Si le traitement fonctionne, il pourrait être une solution à long terme pour le diabète, et parce que l’approche utilise les propres cellules d’un patient, elle éliminerait la nécessité pour les receveurs de transplantation de prendre des médicaments immunosuppresseurs. Il pourrait également éviter les complications de santé potentiellement graves qui découlent du diabète, comme les lésions nerveuses et rénales, l’obésité, les crises cardiaques et les accidents vasculaires cérébraux. Mais parce que le processus de génération de cellules devrait être adapté à chaque patient – un effort très long – il serait difficile de fabriquer ces cellules pour chaque personne diabétique.
C’est aussi un traitement compliqué qui combine deux technologies expérimentales. Le premier essai clinique américain qui utilise des cellules souches pluripotentes induites vient a commencé en décembreet les études utilisant CRISPR chez l’homme sont encore à leurs débuts.

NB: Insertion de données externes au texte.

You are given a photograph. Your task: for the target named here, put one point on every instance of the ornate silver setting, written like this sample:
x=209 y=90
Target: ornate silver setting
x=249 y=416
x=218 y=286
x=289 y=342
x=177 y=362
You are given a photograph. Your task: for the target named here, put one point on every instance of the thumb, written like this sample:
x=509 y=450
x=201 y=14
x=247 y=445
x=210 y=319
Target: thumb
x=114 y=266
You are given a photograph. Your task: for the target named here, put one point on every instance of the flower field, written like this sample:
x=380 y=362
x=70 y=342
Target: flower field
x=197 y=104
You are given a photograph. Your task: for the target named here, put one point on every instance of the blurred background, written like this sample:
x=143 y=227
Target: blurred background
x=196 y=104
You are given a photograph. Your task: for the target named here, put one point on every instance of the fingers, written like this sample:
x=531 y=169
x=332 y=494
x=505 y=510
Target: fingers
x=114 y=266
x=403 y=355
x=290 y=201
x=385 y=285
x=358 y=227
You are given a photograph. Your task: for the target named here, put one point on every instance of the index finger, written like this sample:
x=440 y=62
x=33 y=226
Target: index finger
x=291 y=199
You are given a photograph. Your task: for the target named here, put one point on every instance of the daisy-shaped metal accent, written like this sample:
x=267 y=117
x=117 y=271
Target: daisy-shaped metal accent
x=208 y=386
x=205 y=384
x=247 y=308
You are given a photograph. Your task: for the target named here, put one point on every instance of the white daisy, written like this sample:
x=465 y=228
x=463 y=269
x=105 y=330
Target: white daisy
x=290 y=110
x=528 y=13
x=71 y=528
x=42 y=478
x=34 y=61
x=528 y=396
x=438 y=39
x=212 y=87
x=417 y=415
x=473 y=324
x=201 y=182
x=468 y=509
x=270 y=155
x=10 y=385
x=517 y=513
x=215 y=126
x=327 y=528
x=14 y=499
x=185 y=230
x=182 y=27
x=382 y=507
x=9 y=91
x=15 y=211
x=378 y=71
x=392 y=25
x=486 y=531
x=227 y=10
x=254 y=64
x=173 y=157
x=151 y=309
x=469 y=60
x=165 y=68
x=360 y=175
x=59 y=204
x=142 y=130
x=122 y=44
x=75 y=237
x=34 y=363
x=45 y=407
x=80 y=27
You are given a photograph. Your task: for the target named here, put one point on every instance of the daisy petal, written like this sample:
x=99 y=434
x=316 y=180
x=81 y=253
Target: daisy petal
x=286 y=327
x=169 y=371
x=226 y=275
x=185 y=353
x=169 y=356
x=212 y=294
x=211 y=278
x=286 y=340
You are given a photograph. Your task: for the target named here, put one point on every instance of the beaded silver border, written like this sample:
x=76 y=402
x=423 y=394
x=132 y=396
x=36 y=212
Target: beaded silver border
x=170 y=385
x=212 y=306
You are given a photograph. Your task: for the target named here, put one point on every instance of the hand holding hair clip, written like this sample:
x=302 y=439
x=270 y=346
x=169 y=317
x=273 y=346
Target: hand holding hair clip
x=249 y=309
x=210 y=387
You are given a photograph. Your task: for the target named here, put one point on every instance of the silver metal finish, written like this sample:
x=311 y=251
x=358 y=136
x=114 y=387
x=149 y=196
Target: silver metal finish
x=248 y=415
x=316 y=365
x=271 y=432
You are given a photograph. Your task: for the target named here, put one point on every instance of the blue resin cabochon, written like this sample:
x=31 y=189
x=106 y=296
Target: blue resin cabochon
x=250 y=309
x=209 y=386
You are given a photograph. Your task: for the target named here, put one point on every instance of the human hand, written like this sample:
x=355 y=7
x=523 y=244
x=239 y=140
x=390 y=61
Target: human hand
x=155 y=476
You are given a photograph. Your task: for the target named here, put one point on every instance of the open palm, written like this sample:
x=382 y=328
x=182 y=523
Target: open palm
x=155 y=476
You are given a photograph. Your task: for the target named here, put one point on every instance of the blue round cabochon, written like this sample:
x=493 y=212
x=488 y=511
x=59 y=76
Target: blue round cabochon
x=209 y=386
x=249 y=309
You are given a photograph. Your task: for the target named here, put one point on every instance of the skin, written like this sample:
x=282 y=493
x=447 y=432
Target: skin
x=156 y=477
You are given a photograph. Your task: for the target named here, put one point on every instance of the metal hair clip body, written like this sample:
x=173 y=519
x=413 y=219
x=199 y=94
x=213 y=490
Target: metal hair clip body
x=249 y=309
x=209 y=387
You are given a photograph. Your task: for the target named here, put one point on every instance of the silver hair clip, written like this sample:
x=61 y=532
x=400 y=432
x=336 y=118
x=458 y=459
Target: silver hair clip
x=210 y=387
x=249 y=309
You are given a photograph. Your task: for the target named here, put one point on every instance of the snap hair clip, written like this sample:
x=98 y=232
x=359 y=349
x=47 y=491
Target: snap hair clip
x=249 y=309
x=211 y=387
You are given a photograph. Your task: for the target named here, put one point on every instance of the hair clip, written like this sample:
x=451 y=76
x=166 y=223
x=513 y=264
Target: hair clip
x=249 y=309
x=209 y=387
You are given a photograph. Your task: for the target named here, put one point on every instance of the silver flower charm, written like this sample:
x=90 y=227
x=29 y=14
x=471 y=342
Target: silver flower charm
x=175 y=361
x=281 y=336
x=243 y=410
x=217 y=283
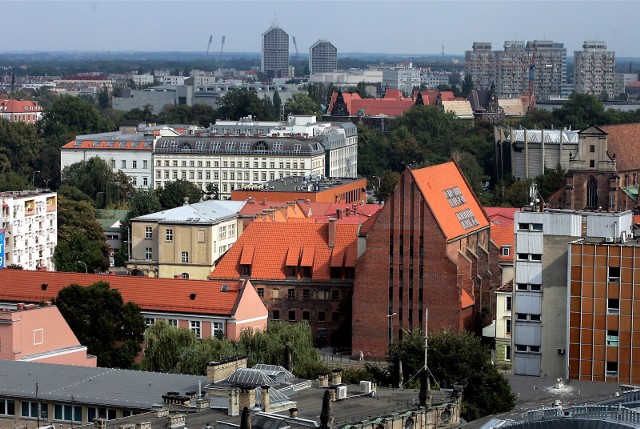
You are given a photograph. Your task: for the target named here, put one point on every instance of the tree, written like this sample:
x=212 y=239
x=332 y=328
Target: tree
x=111 y=329
x=240 y=103
x=174 y=194
x=301 y=104
x=455 y=358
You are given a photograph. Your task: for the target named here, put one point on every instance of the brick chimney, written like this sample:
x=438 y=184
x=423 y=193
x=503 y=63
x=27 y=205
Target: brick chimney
x=332 y=232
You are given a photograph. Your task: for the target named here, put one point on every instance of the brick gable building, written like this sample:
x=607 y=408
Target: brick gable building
x=429 y=249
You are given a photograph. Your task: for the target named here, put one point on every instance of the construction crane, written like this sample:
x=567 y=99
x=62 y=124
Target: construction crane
x=209 y=45
x=221 y=51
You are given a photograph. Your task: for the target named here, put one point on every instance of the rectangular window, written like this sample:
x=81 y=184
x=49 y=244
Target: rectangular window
x=7 y=407
x=194 y=325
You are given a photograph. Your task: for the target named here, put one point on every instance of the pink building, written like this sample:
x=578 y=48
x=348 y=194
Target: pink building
x=206 y=307
x=40 y=334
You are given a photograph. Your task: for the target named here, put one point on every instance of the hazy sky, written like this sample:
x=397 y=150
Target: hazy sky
x=410 y=27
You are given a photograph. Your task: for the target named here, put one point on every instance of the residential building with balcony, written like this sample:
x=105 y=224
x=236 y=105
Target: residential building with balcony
x=30 y=223
x=183 y=242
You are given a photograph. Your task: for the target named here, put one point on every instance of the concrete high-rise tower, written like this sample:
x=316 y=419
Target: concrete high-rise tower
x=323 y=57
x=275 y=52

Mais malgré les obstacles techniques, l’idée de modifier les cellules souches avec CRISPR a déjà suscité l’intérêt des entreprises de biotechnologie. CRISPR Therapeutics, pour sa part, s’est associé à ViaCyte pour développer une thérapie génique à base de cellules souches pour le diabète. Mais contrairement au travail effectué à l’Université de Washington, leur méthode utilise des cellules souches dérivées d’une lignée cellulaire humaine, qui pourrait être cultivée indéfiniment, plutôt que des patients destinés à recevoir la thérapie. Cette méthode ne nécessiterait pas de corriger les différentes mutations génétiques qui provoquent le diabète chez les individus et pourrait donc être étendue beaucoup plus rapidement.
Pour s’assurer que les cellules transplantées ne soient pas rejetées par le corps, les sociétés les éditent avec CRISPR pour échapper à la détection par le système immunitaire. Cela éliminerait le besoin de médicaments immunosuppresseurs. La thérapie n’a pas encore été testée chez l’homme.
Bien que les cellules souches éditées par CRISPR ne soient pas susceptibles de remplacer l’insuline de sitôt, nous pourrions en voir les premiers essais humains dans quelques années.